Study area and sampling design.

Districts in Burkina Faso, Malawi, and Uganda were primarily rural with little seasonal migration and were selected to be as similar as possible with regard to population density, area size, and endemicity of NTDs.10 The three separate survey methodologies used in each country included: the Expanded Program on Immunization’s (EPI) cluster survey methodology, probability proportionate to estimated size sampling using segmentation and enumeration to select households (PSS), and lot quality assurance sampling—this latter method was dropped from the current analysis due to a lack of sufficient household-level data. In both the EPI and PSS methodologies, 30 clusters were chosen from among all villages or census enumeration areas within the district using PSS. For the EPI approach, within each selected cluster, a direction was selected randomly, by standing at a central point in the cluster and spinning a bottle. Team members enumerated all households from the direction of the bottle spin to the periphery of the cluster, and randomly selected a number to determine which household would be the first selected for interview. The second household selected was the household whose front door was nearest that of the first household; the third household was the household whose front door was nearest that of the second household (excluding households already included in the study). This “nearest neighboring” household approach continued until the required sample size per cluster was met. For the PSS approach, each cluster was first divided into segments of approximately 50 households and a single segment was randomly selected. A fixed fraction of all households within the selected segment was included in the study. In both the EPI and PSS methods, all members living in the selected households, regardless of their availability at the time of the survey, were considered eligible for inclusion in the study.

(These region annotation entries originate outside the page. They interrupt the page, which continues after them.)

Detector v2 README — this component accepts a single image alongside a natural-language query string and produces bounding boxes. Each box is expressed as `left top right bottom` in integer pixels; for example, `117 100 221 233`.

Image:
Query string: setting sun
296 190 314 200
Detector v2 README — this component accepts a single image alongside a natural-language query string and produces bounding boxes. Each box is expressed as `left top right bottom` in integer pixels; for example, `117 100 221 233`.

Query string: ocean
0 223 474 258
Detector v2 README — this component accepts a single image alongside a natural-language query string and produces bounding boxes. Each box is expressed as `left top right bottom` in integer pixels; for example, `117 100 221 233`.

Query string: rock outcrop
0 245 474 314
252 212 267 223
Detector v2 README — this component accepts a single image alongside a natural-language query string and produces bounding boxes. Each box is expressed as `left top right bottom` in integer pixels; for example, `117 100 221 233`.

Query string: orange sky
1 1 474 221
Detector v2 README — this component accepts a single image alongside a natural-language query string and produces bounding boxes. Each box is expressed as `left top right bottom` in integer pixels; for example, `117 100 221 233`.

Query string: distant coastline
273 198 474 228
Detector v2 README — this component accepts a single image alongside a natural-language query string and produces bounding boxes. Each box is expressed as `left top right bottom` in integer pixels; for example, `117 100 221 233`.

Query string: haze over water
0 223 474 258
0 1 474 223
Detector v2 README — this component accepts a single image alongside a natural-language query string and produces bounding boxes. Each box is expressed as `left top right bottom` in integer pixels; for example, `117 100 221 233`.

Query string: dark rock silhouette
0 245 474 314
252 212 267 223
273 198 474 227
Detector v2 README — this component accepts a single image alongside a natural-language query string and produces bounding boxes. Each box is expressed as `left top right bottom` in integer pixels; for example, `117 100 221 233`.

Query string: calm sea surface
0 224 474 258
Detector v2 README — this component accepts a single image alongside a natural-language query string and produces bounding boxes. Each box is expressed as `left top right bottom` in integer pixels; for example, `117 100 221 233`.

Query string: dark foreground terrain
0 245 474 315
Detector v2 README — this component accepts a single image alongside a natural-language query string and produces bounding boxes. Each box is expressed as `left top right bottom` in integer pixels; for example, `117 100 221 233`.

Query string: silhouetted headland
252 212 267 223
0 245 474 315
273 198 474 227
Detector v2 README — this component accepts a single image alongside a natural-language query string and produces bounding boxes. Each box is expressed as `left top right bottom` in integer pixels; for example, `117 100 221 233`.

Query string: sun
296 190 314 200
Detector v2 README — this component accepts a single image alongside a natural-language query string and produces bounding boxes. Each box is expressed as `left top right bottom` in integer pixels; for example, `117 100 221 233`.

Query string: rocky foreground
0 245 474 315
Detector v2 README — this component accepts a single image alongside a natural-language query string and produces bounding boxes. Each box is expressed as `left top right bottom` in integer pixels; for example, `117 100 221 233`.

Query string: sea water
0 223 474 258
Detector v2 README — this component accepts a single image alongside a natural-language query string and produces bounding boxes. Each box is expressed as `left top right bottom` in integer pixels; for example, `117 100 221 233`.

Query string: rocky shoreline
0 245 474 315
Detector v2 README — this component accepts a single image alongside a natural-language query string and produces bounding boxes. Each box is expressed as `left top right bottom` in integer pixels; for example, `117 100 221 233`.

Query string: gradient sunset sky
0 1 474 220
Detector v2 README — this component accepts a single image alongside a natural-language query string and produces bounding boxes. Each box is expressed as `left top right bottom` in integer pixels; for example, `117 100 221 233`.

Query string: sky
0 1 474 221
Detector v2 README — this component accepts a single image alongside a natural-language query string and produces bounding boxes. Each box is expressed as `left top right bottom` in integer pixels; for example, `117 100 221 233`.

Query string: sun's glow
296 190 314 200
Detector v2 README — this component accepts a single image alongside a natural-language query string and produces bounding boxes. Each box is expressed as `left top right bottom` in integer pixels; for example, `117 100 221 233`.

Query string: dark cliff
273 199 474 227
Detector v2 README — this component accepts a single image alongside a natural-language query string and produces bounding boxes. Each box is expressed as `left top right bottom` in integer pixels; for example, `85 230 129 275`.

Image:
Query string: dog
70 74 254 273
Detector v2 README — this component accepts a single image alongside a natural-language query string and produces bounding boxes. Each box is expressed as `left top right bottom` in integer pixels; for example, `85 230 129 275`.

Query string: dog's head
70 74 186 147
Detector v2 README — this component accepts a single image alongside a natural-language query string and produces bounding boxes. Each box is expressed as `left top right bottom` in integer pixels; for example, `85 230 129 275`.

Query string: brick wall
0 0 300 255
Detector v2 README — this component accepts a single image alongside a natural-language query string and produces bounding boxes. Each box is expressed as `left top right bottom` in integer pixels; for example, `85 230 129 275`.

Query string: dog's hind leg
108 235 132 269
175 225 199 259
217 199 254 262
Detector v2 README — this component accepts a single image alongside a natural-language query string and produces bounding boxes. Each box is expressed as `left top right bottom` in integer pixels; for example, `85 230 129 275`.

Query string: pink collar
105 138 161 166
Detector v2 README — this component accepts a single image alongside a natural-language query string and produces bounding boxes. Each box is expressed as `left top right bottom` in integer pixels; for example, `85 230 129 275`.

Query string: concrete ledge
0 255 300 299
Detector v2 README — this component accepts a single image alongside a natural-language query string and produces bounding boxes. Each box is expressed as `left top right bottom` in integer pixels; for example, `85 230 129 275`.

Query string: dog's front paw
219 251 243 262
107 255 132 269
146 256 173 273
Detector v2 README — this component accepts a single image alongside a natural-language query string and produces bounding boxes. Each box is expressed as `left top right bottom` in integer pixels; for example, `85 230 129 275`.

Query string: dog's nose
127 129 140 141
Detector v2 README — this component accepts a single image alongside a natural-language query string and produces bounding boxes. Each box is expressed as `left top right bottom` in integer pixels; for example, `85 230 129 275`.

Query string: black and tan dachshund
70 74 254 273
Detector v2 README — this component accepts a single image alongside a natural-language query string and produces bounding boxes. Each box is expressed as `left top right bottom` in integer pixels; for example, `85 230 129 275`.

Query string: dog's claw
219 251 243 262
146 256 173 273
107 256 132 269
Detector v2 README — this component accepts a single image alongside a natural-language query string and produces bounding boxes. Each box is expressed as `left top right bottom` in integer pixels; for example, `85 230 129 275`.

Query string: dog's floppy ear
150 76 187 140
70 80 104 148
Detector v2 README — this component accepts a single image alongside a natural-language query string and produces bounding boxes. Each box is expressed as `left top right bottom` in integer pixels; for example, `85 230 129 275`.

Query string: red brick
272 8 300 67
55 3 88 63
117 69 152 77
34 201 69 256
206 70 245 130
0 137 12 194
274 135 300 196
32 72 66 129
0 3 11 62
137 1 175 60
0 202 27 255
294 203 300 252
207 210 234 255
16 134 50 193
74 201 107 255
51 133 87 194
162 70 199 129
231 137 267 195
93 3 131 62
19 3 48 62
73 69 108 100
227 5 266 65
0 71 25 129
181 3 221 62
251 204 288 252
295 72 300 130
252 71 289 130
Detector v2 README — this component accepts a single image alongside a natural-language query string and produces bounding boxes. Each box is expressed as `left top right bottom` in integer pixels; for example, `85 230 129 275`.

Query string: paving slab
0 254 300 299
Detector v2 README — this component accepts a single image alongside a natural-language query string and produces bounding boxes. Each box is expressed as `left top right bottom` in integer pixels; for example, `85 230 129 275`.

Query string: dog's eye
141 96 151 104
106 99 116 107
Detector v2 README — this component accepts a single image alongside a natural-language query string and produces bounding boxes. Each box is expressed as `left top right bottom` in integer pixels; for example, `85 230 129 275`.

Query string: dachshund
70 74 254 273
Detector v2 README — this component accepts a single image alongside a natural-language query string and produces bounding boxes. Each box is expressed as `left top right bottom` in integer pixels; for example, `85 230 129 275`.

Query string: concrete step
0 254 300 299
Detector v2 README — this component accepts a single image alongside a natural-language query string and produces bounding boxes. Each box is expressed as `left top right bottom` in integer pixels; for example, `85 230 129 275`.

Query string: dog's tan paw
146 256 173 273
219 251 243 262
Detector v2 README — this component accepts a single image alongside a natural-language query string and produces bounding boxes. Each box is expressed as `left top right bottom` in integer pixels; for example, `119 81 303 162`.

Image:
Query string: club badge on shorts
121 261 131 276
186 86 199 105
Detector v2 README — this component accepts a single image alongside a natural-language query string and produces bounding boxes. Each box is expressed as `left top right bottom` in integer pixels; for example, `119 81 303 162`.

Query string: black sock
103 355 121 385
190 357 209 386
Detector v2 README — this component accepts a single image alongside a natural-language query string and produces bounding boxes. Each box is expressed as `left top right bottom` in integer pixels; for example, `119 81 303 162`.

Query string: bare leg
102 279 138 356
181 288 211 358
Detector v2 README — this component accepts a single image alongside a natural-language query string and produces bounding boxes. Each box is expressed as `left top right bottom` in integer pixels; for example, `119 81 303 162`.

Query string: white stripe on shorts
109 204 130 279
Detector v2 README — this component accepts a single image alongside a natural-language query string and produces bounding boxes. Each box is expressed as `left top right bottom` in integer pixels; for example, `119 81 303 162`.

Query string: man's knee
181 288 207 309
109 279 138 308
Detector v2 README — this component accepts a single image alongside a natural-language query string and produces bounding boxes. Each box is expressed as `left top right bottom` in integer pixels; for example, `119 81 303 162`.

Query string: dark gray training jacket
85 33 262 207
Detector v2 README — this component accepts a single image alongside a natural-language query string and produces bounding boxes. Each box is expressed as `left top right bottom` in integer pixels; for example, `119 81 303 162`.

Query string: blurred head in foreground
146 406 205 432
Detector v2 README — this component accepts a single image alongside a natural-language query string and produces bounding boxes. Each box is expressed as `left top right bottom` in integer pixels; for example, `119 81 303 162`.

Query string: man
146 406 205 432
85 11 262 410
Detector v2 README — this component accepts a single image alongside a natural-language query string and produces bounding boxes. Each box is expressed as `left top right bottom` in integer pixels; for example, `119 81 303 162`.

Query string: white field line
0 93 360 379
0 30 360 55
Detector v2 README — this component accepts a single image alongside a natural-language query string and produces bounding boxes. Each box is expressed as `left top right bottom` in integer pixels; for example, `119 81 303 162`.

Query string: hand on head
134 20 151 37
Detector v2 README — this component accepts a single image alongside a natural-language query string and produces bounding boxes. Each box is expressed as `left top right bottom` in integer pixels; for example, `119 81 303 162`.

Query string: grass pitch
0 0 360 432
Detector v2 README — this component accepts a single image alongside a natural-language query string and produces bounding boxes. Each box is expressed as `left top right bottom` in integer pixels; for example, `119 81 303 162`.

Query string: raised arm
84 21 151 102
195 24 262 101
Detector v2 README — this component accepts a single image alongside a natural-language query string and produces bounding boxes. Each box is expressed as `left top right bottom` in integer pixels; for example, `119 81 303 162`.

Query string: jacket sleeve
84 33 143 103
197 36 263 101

In Malawi and Burkina Faso, each method was conducted independently in a separate district. Districts within the same country were chosen to have similar characteristics with regards to NTD endemicity, population density, and geography. In Uganda, all three survey methods were conducted as independent surveys in the same district, with the surveys conducted sequentially starting with PSS, followed by lot quality assurance sampling, and then the EPI method. In Malawi and Burkina Faso coverage of albendazole and ivermectin was assessed with a single question (e.g., “did you swallow the albendazole and ivermectin offered during the recent MDA?”). The Ugandan survey, in contrast, was an integrated assessment of multiple drugs (albendazole, ivermectin, praziquantel, and azithromycin). Each participant in the Uganda survey was asked whether they ingested each drug as a separate question.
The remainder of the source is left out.